Die technische Volksbildung planmäßig zu pflegen, ist Aufgabe der Deutschen Technischen Volkshochschule. Technische Arbeit liefert reichhaltige Stoffgebiete, Wollen und Bilden anzuregen und zu fördern. Staatliche Gemeinde- und Einzelbetriebe mit all ihren Einrichtungen sind das Ergebnis wissenschaftlicher Forschungen, ihre Besichtigung |172| und Aufnahme in den Schaffenskreis des Einzelnen helfen den Volkshochschulgedanken im technischen Sinne fördern. Kurse und Vorträge in Verbindung mit ständigen Ausstellungen können die Fortschritte der wissenschaftlichen Betriebsführung und Technik vermitteln, Anregungen austauschen und der Allgemeinheit nutzen. Technische Uebungsabende fördern das Wollen und Streben des Einzelnen und der Gesamtheit.

Gewerbelehrer, Techniker, Ingenieure, Betriebsleiter, Schulleiter, Meister und Gehilfen aus allen Bevölkerungsklassen sollen sich zu gemeinsamer Arbeit zusammenfinden, um dem großen Ideal zuzusteuern: Technische Volksbildung einander zu vermitteln zur Hebung und Mitbetätigung an unserer Kulturarbeit.

Die Deutsche Technische Volkshochschule ist gemeinnütziges Unternehmen, das durch Verbreitung technischer Volksbildung zur Hebung unserer Kulturarbeit beitragen will.
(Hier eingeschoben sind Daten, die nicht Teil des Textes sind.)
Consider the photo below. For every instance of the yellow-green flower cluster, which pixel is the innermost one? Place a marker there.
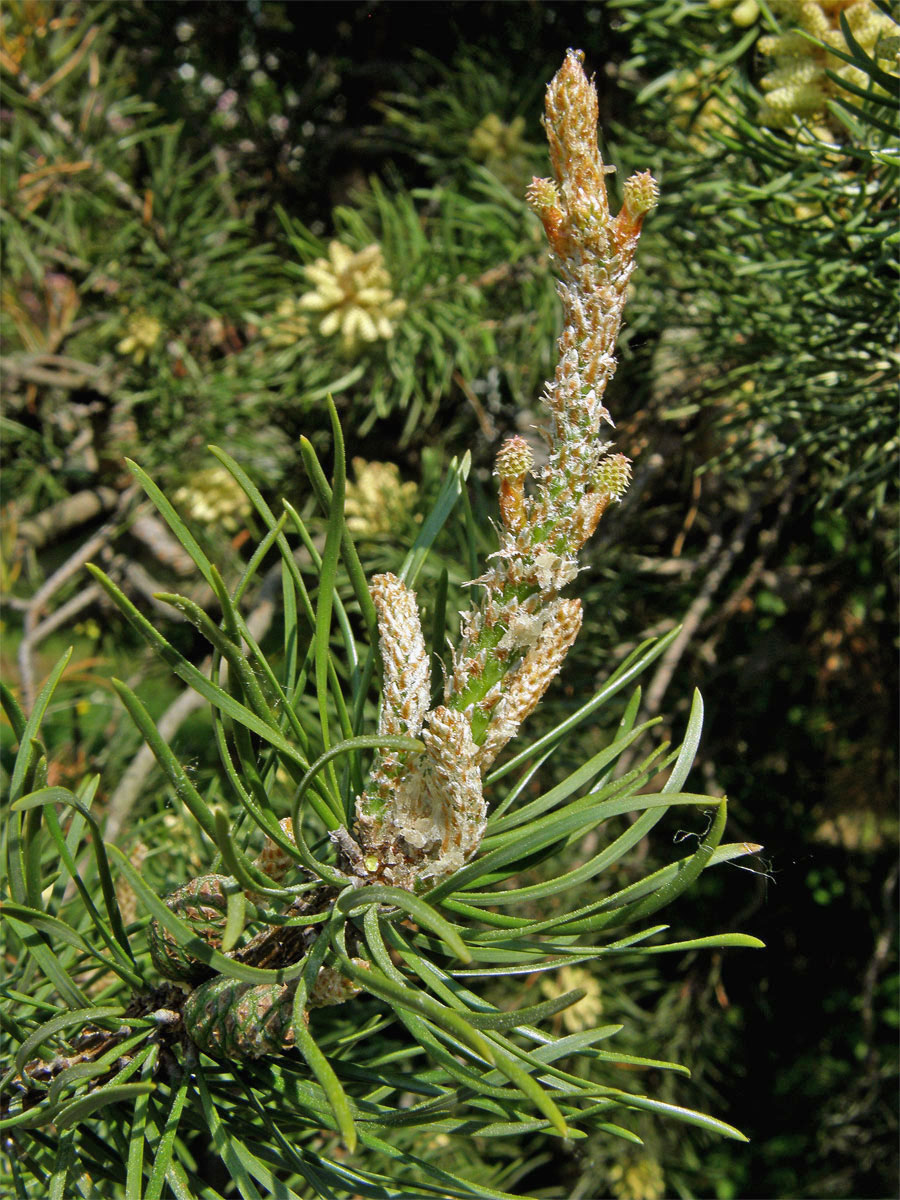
(353, 291)
(214, 497)
(288, 324)
(378, 502)
(501, 147)
(637, 1179)
(142, 335)
(797, 84)
(743, 12)
(586, 1013)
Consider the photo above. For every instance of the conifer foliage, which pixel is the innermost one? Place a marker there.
(311, 1012)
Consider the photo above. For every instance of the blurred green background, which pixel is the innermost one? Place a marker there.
(173, 171)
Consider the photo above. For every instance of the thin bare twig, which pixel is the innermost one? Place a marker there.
(31, 623)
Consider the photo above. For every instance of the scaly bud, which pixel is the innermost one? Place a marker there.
(231, 1019)
(203, 904)
(641, 196)
(514, 462)
(612, 477)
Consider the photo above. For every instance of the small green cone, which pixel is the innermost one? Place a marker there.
(202, 903)
(231, 1019)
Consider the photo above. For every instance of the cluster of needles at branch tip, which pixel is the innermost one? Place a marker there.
(423, 814)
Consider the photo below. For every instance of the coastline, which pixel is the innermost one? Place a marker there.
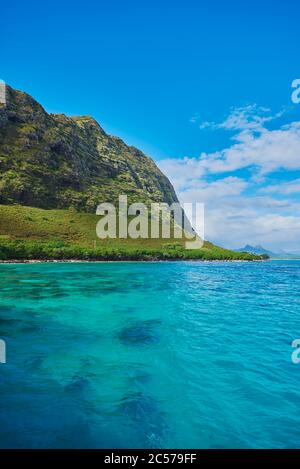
(80, 261)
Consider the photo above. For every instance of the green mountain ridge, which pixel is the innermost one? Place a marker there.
(56, 169)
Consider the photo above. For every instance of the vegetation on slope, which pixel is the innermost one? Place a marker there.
(33, 233)
(55, 161)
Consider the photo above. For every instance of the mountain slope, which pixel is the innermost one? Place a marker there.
(55, 161)
(258, 250)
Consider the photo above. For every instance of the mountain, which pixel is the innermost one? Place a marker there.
(56, 161)
(56, 169)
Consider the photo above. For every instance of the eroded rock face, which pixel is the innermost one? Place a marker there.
(56, 161)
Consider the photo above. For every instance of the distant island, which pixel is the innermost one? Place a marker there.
(56, 169)
(261, 251)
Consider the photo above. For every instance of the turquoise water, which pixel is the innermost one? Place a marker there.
(177, 354)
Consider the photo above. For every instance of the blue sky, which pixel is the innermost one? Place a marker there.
(179, 80)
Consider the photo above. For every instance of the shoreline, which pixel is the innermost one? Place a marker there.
(80, 261)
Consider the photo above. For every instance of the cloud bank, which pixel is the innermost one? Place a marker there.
(251, 189)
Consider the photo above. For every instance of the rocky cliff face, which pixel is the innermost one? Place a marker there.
(55, 161)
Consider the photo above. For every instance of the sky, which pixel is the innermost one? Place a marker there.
(203, 87)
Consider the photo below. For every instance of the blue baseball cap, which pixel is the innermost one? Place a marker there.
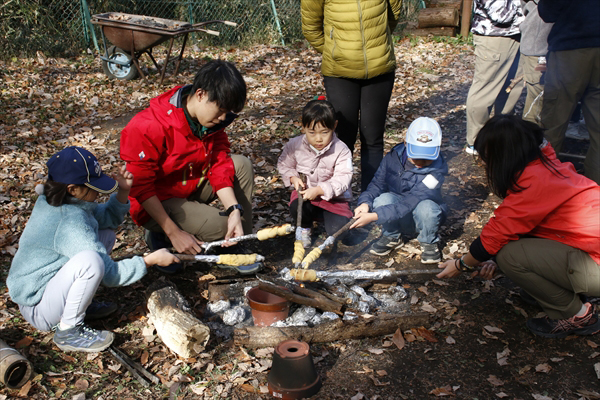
(76, 165)
(423, 139)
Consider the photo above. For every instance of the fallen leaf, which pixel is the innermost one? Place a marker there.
(443, 391)
(495, 381)
(398, 339)
(26, 341)
(493, 329)
(545, 368)
(82, 384)
(426, 334)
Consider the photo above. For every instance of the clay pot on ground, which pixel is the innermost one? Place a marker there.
(293, 374)
(267, 308)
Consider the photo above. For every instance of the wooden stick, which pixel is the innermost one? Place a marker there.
(379, 325)
(320, 303)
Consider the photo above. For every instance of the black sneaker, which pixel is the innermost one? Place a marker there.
(430, 253)
(588, 324)
(100, 309)
(82, 338)
(385, 245)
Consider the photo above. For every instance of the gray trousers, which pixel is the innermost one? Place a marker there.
(552, 273)
(535, 89)
(572, 76)
(70, 292)
(496, 63)
(194, 214)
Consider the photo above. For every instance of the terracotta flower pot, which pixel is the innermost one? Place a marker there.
(293, 374)
(267, 308)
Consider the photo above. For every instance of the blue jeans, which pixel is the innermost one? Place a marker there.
(425, 219)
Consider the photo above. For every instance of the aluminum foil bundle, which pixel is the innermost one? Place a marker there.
(234, 316)
(219, 306)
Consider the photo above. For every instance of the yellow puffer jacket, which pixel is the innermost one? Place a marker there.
(354, 36)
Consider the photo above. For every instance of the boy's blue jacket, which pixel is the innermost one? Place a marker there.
(412, 184)
(55, 234)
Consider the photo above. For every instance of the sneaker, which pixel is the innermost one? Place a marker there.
(82, 338)
(588, 324)
(385, 245)
(430, 253)
(471, 150)
(306, 240)
(100, 309)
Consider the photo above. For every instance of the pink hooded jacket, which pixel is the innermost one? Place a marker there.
(330, 168)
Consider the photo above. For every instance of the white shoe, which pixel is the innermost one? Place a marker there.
(471, 150)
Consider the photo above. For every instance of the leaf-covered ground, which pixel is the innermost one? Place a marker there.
(476, 345)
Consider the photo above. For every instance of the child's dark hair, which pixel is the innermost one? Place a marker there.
(318, 112)
(506, 144)
(223, 83)
(57, 194)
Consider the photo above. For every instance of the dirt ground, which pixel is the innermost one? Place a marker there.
(475, 345)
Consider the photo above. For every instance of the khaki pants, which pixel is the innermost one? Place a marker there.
(535, 89)
(552, 273)
(496, 63)
(196, 216)
(574, 75)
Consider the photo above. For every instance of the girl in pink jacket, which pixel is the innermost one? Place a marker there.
(326, 162)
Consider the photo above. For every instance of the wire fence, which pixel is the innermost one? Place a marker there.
(62, 27)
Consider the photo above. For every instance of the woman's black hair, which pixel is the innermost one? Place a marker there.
(506, 144)
(223, 83)
(318, 112)
(57, 194)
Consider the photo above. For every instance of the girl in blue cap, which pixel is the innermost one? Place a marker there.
(64, 250)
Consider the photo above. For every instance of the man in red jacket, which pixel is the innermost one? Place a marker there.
(179, 153)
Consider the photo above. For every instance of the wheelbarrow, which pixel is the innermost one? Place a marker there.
(133, 35)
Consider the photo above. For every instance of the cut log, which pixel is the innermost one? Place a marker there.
(444, 3)
(431, 17)
(170, 313)
(315, 300)
(441, 31)
(465, 19)
(385, 324)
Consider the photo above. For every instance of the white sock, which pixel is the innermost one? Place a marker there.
(62, 326)
(582, 312)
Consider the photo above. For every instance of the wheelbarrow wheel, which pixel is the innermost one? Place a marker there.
(117, 71)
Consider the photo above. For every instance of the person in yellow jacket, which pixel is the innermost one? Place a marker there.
(355, 39)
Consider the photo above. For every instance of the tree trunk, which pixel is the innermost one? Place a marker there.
(431, 17)
(441, 31)
(179, 330)
(444, 3)
(465, 22)
(385, 324)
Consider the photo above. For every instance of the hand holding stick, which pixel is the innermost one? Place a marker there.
(316, 252)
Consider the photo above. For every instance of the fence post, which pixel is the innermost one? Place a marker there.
(277, 22)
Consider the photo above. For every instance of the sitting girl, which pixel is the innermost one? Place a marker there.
(326, 162)
(545, 234)
(64, 250)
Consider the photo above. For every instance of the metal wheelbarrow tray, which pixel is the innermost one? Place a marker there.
(132, 35)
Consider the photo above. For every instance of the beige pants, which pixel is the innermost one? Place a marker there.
(552, 273)
(574, 75)
(535, 89)
(496, 63)
(196, 216)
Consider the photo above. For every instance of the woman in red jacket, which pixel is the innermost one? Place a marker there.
(545, 235)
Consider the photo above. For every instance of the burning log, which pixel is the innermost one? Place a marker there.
(303, 296)
(179, 330)
(329, 331)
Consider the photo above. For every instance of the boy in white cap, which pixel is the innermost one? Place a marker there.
(405, 195)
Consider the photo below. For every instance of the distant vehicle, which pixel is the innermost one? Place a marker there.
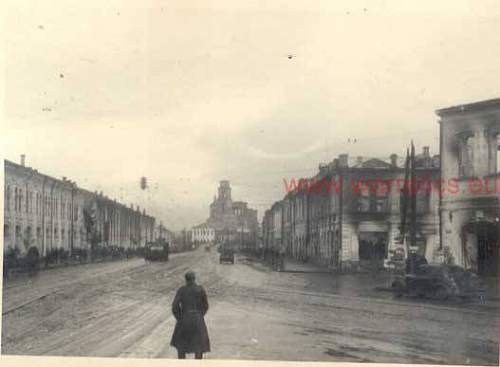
(157, 251)
(439, 282)
(226, 255)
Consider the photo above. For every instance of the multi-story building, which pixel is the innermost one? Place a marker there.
(232, 220)
(202, 233)
(51, 213)
(470, 208)
(348, 215)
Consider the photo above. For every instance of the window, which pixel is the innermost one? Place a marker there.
(7, 198)
(498, 153)
(6, 232)
(373, 199)
(466, 156)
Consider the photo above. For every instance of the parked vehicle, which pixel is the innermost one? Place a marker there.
(439, 282)
(226, 256)
(156, 251)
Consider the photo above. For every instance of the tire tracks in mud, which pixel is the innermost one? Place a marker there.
(102, 315)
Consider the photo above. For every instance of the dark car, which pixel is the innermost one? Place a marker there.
(156, 251)
(439, 282)
(226, 256)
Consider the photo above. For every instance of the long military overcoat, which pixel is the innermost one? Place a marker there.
(189, 306)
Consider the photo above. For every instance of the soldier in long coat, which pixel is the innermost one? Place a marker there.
(189, 307)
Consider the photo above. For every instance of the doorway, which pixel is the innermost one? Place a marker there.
(481, 248)
(373, 249)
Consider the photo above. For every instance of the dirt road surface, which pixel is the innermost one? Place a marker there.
(123, 309)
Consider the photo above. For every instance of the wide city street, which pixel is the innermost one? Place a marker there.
(122, 309)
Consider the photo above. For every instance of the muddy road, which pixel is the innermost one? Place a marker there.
(123, 309)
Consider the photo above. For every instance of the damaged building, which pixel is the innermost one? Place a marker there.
(470, 157)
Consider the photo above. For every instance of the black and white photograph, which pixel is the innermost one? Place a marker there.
(274, 181)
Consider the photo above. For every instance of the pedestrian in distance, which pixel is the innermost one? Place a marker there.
(189, 308)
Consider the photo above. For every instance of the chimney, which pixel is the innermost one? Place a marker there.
(343, 160)
(394, 160)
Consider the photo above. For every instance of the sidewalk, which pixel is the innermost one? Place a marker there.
(375, 283)
(294, 266)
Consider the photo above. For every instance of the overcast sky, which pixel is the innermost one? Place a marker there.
(188, 93)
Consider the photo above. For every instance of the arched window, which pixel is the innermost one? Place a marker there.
(466, 155)
(7, 198)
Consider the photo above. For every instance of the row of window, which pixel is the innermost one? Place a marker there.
(23, 203)
(28, 235)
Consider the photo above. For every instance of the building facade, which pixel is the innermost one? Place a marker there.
(470, 209)
(202, 233)
(232, 220)
(51, 213)
(348, 216)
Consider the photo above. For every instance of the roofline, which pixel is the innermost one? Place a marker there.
(469, 107)
(70, 183)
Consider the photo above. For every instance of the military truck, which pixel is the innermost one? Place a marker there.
(157, 250)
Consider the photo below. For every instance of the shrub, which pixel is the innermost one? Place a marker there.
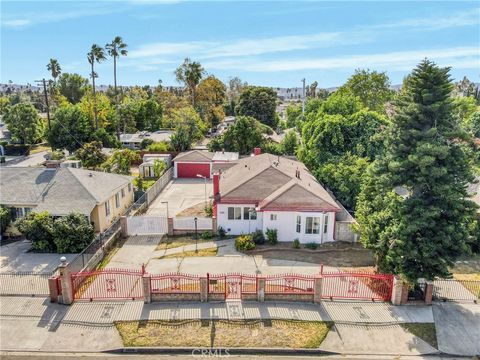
(311, 245)
(206, 235)
(272, 236)
(221, 232)
(38, 228)
(258, 237)
(244, 242)
(296, 244)
(72, 233)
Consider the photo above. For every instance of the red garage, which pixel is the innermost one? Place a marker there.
(193, 163)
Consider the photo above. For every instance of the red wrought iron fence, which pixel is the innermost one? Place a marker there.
(108, 284)
(174, 283)
(289, 284)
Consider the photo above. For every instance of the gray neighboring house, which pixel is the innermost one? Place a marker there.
(101, 197)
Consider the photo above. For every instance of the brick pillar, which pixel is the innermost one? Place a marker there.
(53, 288)
(428, 292)
(214, 226)
(204, 289)
(123, 227)
(65, 282)
(170, 226)
(261, 289)
(147, 289)
(317, 291)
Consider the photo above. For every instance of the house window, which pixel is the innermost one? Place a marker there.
(252, 213)
(107, 208)
(312, 225)
(234, 213)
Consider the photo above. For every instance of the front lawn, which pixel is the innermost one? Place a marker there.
(223, 333)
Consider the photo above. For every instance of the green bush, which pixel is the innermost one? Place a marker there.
(272, 236)
(221, 232)
(72, 233)
(296, 244)
(311, 245)
(244, 242)
(206, 235)
(258, 237)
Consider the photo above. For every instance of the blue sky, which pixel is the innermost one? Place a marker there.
(264, 43)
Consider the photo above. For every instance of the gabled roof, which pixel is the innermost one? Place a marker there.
(58, 191)
(271, 182)
(194, 156)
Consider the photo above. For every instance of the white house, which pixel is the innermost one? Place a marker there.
(273, 192)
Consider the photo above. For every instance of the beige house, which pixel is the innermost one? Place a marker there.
(101, 197)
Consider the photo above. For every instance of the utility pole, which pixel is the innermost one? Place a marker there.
(46, 99)
(303, 97)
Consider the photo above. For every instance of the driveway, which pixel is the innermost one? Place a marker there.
(180, 195)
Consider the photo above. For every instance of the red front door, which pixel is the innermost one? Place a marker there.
(190, 170)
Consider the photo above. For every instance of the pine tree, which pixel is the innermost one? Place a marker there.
(422, 232)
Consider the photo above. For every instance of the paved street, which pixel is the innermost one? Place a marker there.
(180, 195)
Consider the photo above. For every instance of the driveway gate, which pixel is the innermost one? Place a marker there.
(107, 284)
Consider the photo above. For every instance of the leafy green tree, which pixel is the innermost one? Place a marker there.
(91, 154)
(259, 103)
(72, 86)
(38, 228)
(420, 234)
(121, 161)
(95, 55)
(70, 128)
(289, 143)
(371, 87)
(72, 233)
(190, 73)
(24, 123)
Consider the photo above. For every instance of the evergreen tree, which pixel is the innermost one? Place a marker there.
(422, 232)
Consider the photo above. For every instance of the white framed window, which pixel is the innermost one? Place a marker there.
(312, 225)
(107, 208)
(234, 213)
(247, 213)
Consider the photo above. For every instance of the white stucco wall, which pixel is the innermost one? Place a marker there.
(285, 224)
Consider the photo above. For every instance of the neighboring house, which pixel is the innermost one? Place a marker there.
(273, 192)
(101, 197)
(198, 162)
(132, 141)
(145, 169)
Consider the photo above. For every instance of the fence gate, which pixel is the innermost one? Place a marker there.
(107, 284)
(147, 225)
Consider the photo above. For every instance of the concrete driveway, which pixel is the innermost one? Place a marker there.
(180, 195)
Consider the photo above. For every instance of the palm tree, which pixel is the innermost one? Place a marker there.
(115, 49)
(190, 73)
(54, 67)
(96, 54)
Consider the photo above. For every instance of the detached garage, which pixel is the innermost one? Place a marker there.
(191, 163)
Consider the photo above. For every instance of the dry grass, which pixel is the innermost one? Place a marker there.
(191, 253)
(223, 333)
(425, 331)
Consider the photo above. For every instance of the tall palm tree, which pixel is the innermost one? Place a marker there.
(115, 49)
(96, 54)
(54, 67)
(190, 73)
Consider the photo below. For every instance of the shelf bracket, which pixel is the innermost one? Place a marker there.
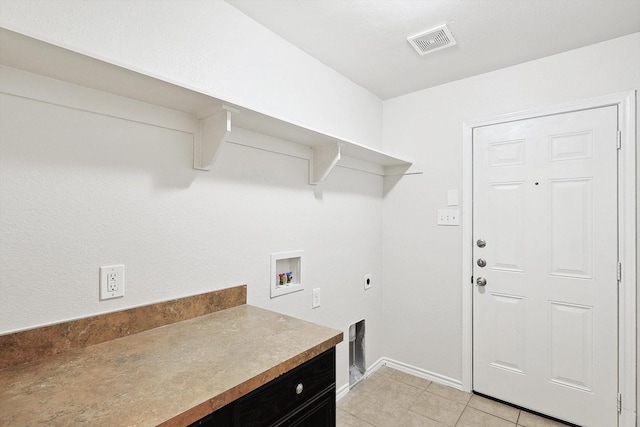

Zur Erreichung dieses Zweckes sind folgende Maßnahmen vorgesehen:

  • 1. Bildung von Ortsvereinigungen und Landesgruppen.
  • 2. Regelmäßige Versendung der Nachrichten und Richtlinien für die Verwaltungsstellen.
  • 3. Beratung und Austausch in allen Fragen des technischen Volkshochschulwesens in der Bundeszeitschrift der „Allgemeinen Schlosser-, Schmiede- und Installateurzeitung“. Dieselbe kann bei jedem Postamt abonniert werden.
  • 4. Einrichtung einer Auskunftsstelle für Erfinderangelegenheiten.
  • 5. Schaffung von billigen Leitfäden, technischen Uebungsblättern, Flug- und Merkblättern, Lichtbildervorträgen usw.

Ingenieure, Gewerbelehrer usw. werden gebeten, überall Ortsgruppen zu gründen. Nähere Auskunft hierüber erteilt der Geschäftsführer des Bundes „Technische Volkshochschule“ Ingenieur Linke, Dresden A 19, Tittmannstr. 29.